# Example of minimal parabolic k-subgroups that are not Borel subgroups

A subgroup $$B < G$$ of a connected algebraic group $$G$$ that is maximal among the solvable connected subgroups is called a Borel subgroup. A closed subgroup $$P < G$$ is parabolic if it contains a Borel subgroup.

Let $$K/k$$ be a field extension with $$K$$ algebraically closed. Here they say that minimal parabolic $$k$$-subgroups (i.e. defined over $$k$$) play the same role over $$k$$ as the Borel subgroups play over $$K$$.

How should I think of this? Are there any examples of groups, where the minimal parabolic $$k$$-subgroups are not Borel subgroups? I guess this would mean that the Borel subgroups must not be defined over $$k$$?

I am mostly interested in $$K= \mathbb{C}, k = \mathbb{R}$$.

Unfortunately, the linked anonymous Encyclopedia of Mathematics article does a terrible job at explaining this. It is fine if one works over algebraically closed fields (when Borel is the same as minimal parabolic) but not otherwise. My suggestion is to read two sources.

The first one is:

Humphreys, James E., Linear algebraic groups. Corr. 2nd printing, Graduate Texts in Mathematics, 21. New York - Heidelberg - Berlin: Springer-Verlag. XVI, 253 p. DM 72.00; \$ 34.30 (1981). ZBL0471.20029.

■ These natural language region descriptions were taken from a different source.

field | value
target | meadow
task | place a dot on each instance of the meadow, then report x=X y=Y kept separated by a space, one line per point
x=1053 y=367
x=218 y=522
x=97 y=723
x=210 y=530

It is still suboptimal since Humphreys does not always say explicitly if his field is algebraically closed or not. But Chapters 34.5 and, especially, 34.6 clarify things, especially his example in Chapter 34.5 where he works out the example of an orthogonal group over a field which is not algebraically closed. In this example you get a minimal parabolic which is not Borel. In particular, this example shows that you simply cannot define $$k$$-parabolic subgroups as those containing $$k$$-Borel!

As a differential geometer, my favorite source is

Eberlein, Patrick B., Geometry of nonpositively curved manifolds, Chicago Lectures in Mathematics. Chicago, IL: The University of Chicago Press. 449 p. (1996). ZBL0883.53003.

In the book he works with real Lie groups $$G$$ (just as you asked) and defines parabolic subgroups geometrically as $$G$$-stabilizers of simplices in the (spherical) Tits building of the symmetric space $$G/K$$ (the spherical building is defined via geodesics in $$X$$). This is the interpretation given in the penultimate paragraph of the linked Encyclopedia of Mathematics article.

With this in mind, here is a geometric interpretation of Humphreys example, in the special case when $$r=1$$. Let $$X$$ be the hyperbolic $$n$$-space and $$G$$ the group of isometries of $$X$$, i.e. $$PO(n,1)$$. Assume that $$n\ge 4$$. Then each parabolic subgroup $$P< G$$ is the stabilizer of a point of the ideal boundary sphere of $$X$$. Since rank is 1, these are also minimal parabolic subgroups. Then, $$P$$ is the semidirect product of a solvable subgroup and the orthogonal group $$O(n-1)$$. Thus, $$P$$ is not solvable since $$n\ge 4$$. The solvable group in turn is the semidirect product of $${\mathbb R}^{n-1}$$ (a maximal connected unipotent in $$G$$) and $${\mathbb R}_+$$.